Now Reading
Media CEOs Debate AI Deals, Deepfakes

Media CEOs Debate AI Deals, Deepfakes

AI was a topic of hot debate on Tuesday at Deloitte’s Media & Telecoms 2024 and Beyond Conference in London where a panel of newspaper and media company bosses discussed deals with artificial intelligence firms.

The executives on the panel included Anna Bateson, CEO of Guardian Media Group, The Sun publisher Dominic Carter, Telegraph Media Group CEO Anna Jones, Rich Caccappolo, the CEO of The Daily Mail owner DMG Media, and ITN CEO Rachel Corp.

“What AI can’t do is replace journalism,” Carter argued. “Journalism is human endeavor.” In comparison, an election season, such as in the U.K. right now, is especially a time when deepfakes may surface.

Asked about Sun owner News Corp.’s recent deal with OpenAI, Carter said “control is really important,” along with transparency, “and then accountability.”

Could AI deals bring in money but be followed by industry headaches as seen in past deals with social media firms? Social media agreements were all about traffic generation, and for many years, “we all enjoyed” that, Carter said. But the hopes and promises of benefits for newspaper companies soon turned out to have been overblown, executives suggested.

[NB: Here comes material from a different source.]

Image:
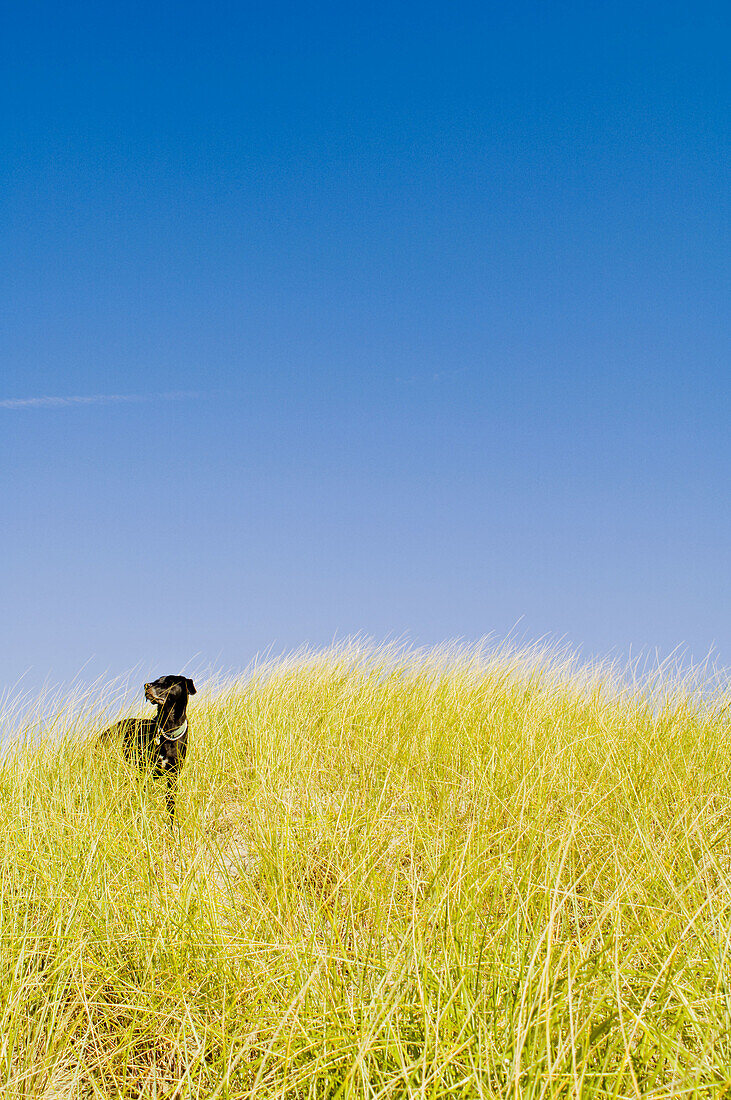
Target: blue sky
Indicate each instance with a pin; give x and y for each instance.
(425, 310)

Bateson said the Guardian was open to possible AI and other technology deals but only if they ensure “fundamental respect for copyright” and monetization. She added that the government must balance technology innovation with potential regulation to avoid harm. “The right regulatory framework” will include copyright protections and ensuring accountability, she suggested.

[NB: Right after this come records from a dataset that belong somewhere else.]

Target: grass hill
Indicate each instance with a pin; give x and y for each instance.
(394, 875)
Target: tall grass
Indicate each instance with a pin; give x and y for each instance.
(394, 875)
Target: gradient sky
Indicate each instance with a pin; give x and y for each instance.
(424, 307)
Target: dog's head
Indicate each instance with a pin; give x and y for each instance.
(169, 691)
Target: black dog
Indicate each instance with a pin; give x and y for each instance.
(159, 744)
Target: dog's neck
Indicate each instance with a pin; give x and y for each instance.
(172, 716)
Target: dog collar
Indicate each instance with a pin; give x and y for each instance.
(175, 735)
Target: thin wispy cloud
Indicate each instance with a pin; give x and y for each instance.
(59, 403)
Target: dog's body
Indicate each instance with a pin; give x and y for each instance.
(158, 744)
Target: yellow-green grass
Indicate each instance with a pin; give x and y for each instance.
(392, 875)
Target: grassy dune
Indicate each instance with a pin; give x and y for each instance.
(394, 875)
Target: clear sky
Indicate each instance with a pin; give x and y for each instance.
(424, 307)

Being “fairly compensated” will allow media companies to reinvest AI company-related revenue into news operations and news generation, Jones argued.

Meanwhile, Corp said fact-checking is more important than ever amid the risk of misinformation and AI- or otherwise generated fakes. “There is a danger there,” but so far this election season the industry hasn’t seen much, she said. Corp cited as a potential example of a deepfake that would be difficult to counter with traditional reporting a possible faked video released on election day showing the British Prime Minister high-fiving Russian President Vladimir Putin, saying such a video would likely spread quickly on social media, while reporting guidelines would restrict media outlets on election day.

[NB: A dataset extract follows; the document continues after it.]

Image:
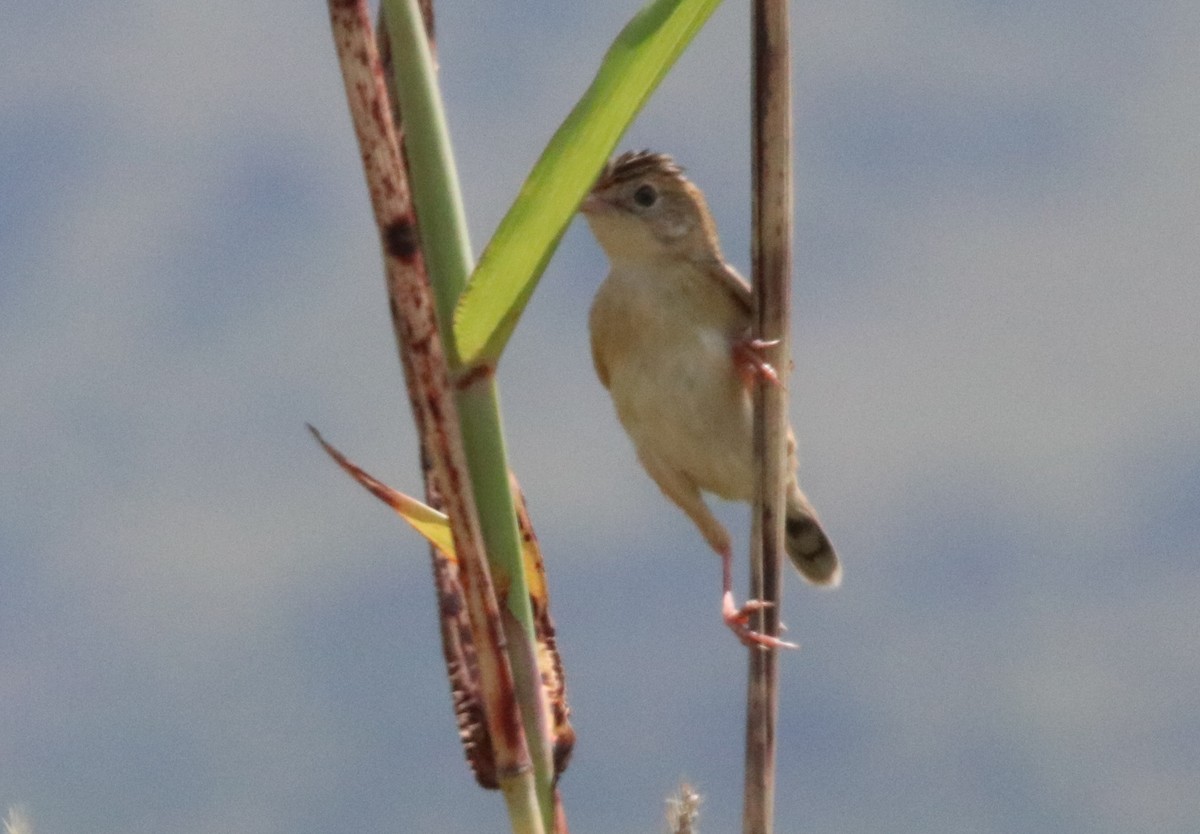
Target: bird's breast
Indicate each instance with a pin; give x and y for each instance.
(670, 369)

Google’s EMEA president Matt Brittin

Courtesy of Eoin Noonan /Web Summit via Getty Images

Later in the conference day, Google’s Europe, Middle East and Africa (EMEA) president Matt Brittin will also discuss artificial intelligence in a session along with investor Sherry Coutu. Coutu serves as a non-executive board member of the U.K.’s Department for Digital, Culture, Media and Sport, the London Stock Exchange and Pearson, and previously also served on the advisory board of LinkedIn.

The Edinburgh TV Festival recently also unveiled a spotlight on AI, with Black Eyed Peas bandleader set to discuss the technology and the future of creativity at the annual industry event in August.